Originally an elegant lady, with a finely developed artistic taste, she was now wearing a cheap dress with ugly yellow flowers. She had a novel head dress. The expression of her eyes, the manner of her walking, the features of her face expressed something new, totally strange.

“What has happened to you?” asked her surprised and bewildered visitor.

“Don’t you know? In two weeks time I am playing the Inkeeper’s Wife by Goldoni, and I must get thoroughly into my part,” she answered nervously.

From left to right: Ivan Moskvin, Konstantin Stanislavski, Feodor Chaliapin, Vasili Kachalov, Saveli Sorine, in the US in 1923.

Generalizing the peculiar characteristics of Stanislavsky’s system, we may say that first and foremost it strives to attain artistic liberty and artistic truth. It demands the liberation of the stage from established scenic routine and dead literary forms. It rejects all the conventional scenic symbols and brings to the stage nature itself, and naked, unadulterated truth. It teaches the actor to consider the play as material which must be transformed into a picture of life. It teaches the actor to hold the attention of the public through centering it upon his feelings. It is based on a company well drilled and accustomed to teamwork. Finally, it rejects the word “actor” and contrasts it with the conception of ‘artist.”

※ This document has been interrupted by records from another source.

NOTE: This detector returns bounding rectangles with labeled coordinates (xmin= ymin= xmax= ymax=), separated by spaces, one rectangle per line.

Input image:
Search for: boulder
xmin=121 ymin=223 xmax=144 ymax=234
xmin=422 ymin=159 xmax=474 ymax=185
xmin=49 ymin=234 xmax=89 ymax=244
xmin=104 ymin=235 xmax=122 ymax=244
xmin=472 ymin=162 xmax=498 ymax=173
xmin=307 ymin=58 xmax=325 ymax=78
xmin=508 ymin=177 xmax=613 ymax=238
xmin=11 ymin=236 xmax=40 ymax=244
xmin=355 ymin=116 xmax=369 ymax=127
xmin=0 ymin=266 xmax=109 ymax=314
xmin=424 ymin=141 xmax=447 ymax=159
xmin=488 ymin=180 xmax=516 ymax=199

The Theater and the Revolution

THE Russian Revolution, having shown the world new forms of combating the capitalistic system of production and distribution, has also pointed out new ways of solving spiritual problems. The revolutionary storm, shaking to their foundations all phases of modern Russian life, naturally had its effect on Russian art. The Moscow Art Theatre through the course of inexorable events was thrown into a whirlwind of human passions. The terrific avalanche of revolutionary events quickened the pulse of human life a thousand times and fundamentally affected the organization of the theatre.

Yes, the theatre of Stanislavsky is collective, but it is a theatre for privileged devotees of art. The theatre of the revolution is also a collective theatre, but a theatre of the masses dancing their carnival, creating impromptu a unique and mighty scenic action.

The productions of the Moscow Art Theatre are those chosen by Nemirovich-Danchenko-plays appealing to the foremost representatives of the Russian intellectuals; plays created by these intellectuals and staged for them. The plays of the revolution are the productions of dynamic movements, of faith in the mighty achievements of man, capable of forging in the furnace of the revolution the approaching millennium of mankind.

The heroes in most of the plays in the repertory of the Art Theatre, in the plays of Chekhov, are not universal. They are not superhuman. They are ordinary men, weak of will, bereft of revolutionary determination. These quiet heroes, fed upon the peace and prosperity of their lordly estates and ancient cherry orchards get no sympathetic reception from the new public, now filling the theatres in Russia.

The new spectators–workmen, peasants and intellectual workers-do not seek in their heroes suggestions for the future or mirages of beautiful dreams. They demand super-humans, performing divine deeds; they insist on artistic, but not stereotyped, reproductions of the deadly struggle between capital and labor, between slave drivers and the driven, between the old world and the new. They yearn for plays where “we laud the madness of the brave,” where new radiant people call, as through a clarion, to struggle, to healthy labor, to love for nature, to gay and happy life.

The Cherry Orchard of Chekhov gives way to The Robbers of Schiller, The Weavers of Hauptman and The Dawns of Verhaeren. The Autumn Song of Tchaikovsky is replaced by the music of Wagner, Debussy and Prokoviev.

The Moscow Art Theatre could not become the theatre of the Revolution. Nevertheless, the great Russian Revolution carefully preserved it, as a living brilliant illustration of the best traditions and achievements of Russian art and as the very best creation of the bourgeois period, now about to depart into the realms of musty history.